隋唐の社会
九品中正の特権を失った唐代の貴族層は朝廷の官職につくことを重視して長安・洛陽へ移住し、貴族層は王朝権力に密着した官僚貴族となっていった。あらたに大土地所有を実現した 新興地主層が勢力をのばし、王朝権力に寄生する存在となった貴族層は唐朝の滅亡と運命をともにして滅びていった。
隋唐の社会
隋唐時代には、中央集権体制が強化され、貴族層は魏晋南北朝時代に比べると大きく勢力を後退させたが、なお大きな政治・社会的勢力を保持していた。そうした意味で、隋唐時代は貴族政治の末期、終焉期として捉えることができる。
科挙
隋代に開始された科挙は、唐代に入って大きな発展をとげた。科挙には、詩文の創作を中心とする進士科や、儒教の教義を中心とする明経科などがあったが、唐代では進士科がもっとも重んじられ、高級官僚への登竜門として大変な難関となっていた。

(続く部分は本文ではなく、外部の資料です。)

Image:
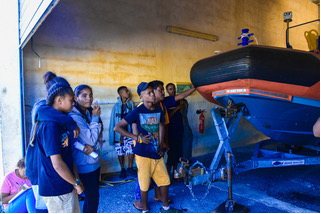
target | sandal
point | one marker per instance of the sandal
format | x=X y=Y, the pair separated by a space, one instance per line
x=158 y=200
x=138 y=208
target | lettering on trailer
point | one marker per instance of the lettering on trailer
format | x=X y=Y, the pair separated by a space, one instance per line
x=288 y=163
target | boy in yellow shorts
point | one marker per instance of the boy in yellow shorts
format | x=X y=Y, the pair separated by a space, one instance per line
x=148 y=146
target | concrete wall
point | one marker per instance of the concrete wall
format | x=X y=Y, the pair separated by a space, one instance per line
x=10 y=107
x=109 y=43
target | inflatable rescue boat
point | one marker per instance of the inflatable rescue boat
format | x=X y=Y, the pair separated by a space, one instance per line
x=280 y=88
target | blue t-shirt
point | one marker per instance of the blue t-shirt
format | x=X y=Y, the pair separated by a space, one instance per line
x=52 y=139
x=147 y=124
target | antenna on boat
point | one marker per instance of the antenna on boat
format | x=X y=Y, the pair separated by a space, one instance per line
x=288 y=18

しかし唐代には、科挙に合格しただけでは高官になることができず、実際に任官されるためには、吏部でおこなう試験(銓選)に合格しなければならなかったが、そこで審査されたのは、「身(容姿)・言(言語)・書(筆跡)・判(公文書の文体)」といった貴族的教養であった。また高官の子弟には、父祖の官位によって無試験で官位を与えられる制度(門蔭の制)や、国立大学である国子監への入学特権など、さまざまな優遇処置があった。科挙(進士科)にしても、合格者の多くは貴族層に属する人々であった。
官人永業田
また、土地国有を理念とする均田制のもとでは大土地所有が抑制されたが、官僚身分に対しては官人永業田と呼ばれる土地所有が公認されていた。しかし、九品中正という制度的特権を失った唐代の貴族層にとって、手段をつくして代々朝廷の官職につくことが重視され、そのため官界での活動や社交に有利な長安・洛陽への一族をあげての移住が進み、貴族層はしだいに地方における大土地所有という基盤から分離する傾向が強まっていった。この傾向は、安史の乱による地方の荒廃によっていっそう進行し、貴族層は王朝権力に密着した 官僚貴族となっていった。
一方、両税法による土地所有の公認により、地方には、貴族層にかわってあらたに大土地所有を実現した 新興地主層が勢力をのばしていった。こうして土地所有という基盤を失って王朝権力に寄生する存在となった貴族層は、唐朝の滅亡と運命をともにして滅びていったのである。
東西貿易
唐は中央アジアにおいて、最初はササン朝、のちにウマイヤ朝やアッバース朝と領土を接したため、陸路による東西貿易が発達した。そしてソグディアナ地方出身のイラン系のソグド人が中継商人として活躍した。また海路からはアラビアなどのムスリム商人が来航し、その貿易の窓口となった広州には、彼らの居留地区(蕃坊)がつくられたほか、貿易管理局として市舶司が設置された。
西域文化
首都長安は、当時人口100万を数える大都市で、異国情緒に満ちた国際色豊かな都市であった。当時の中国には西域の商人とともに彼らの文化が流入し、ソグド人に代表される西域出身者を胡人と呼び、長安には、胡姫(西域出身の女性)がもてなす酒場が賑わい、胡楽(西域音楽)・胡旋舞(体を旋回させる西域の舞踊)・打毬(ポロ競技)など西域の風俗が流行した。小麦を製粉して食べる風習(胡餅)も西域から伝わって、唐代に定着したものである。
国際性
また、蕃将と呼ばれる非漢族出身の将軍(タラス河畔の戦いで敗れた高句麗出身の高仙芝やソグド系の安禄山はその一例)が活躍し、インドからは密教の高僧が相ついで渡来したほか、日本や新羅など東アジアの諸国からも多数の留学生や商人が来訪するなど、その国際性は中国歴代王朝のなかでも極立っている。日本の正倉院の宝物に西域の文化的影響がみられるのは、唐の国際性の反映である。
坊市制
長安は、政治都市としての性格が強く、街路によって碁盤の目状に区画された坊には囲壁と坊門があり、夜になると閉められるので、夜間は坊から出ることはできなかった。商業は東市・西市の国営市場において管理されていた。しかし、唐の後半になると貨幣経済の発展にともない商業が急速に活発化し、坊市制や国家による商業統制は崩壊にむかった。
商業
商人は行と呼ばれる同業者組合をつくり、また倉庫業や金融業も発展して、飛銭と呼ばれる送金手形なども使われるようになった。また、地方には草市と呼ばれる市場ができ、宋代にかけて鎮や市と呼ばれる小商業都市にに発展していった。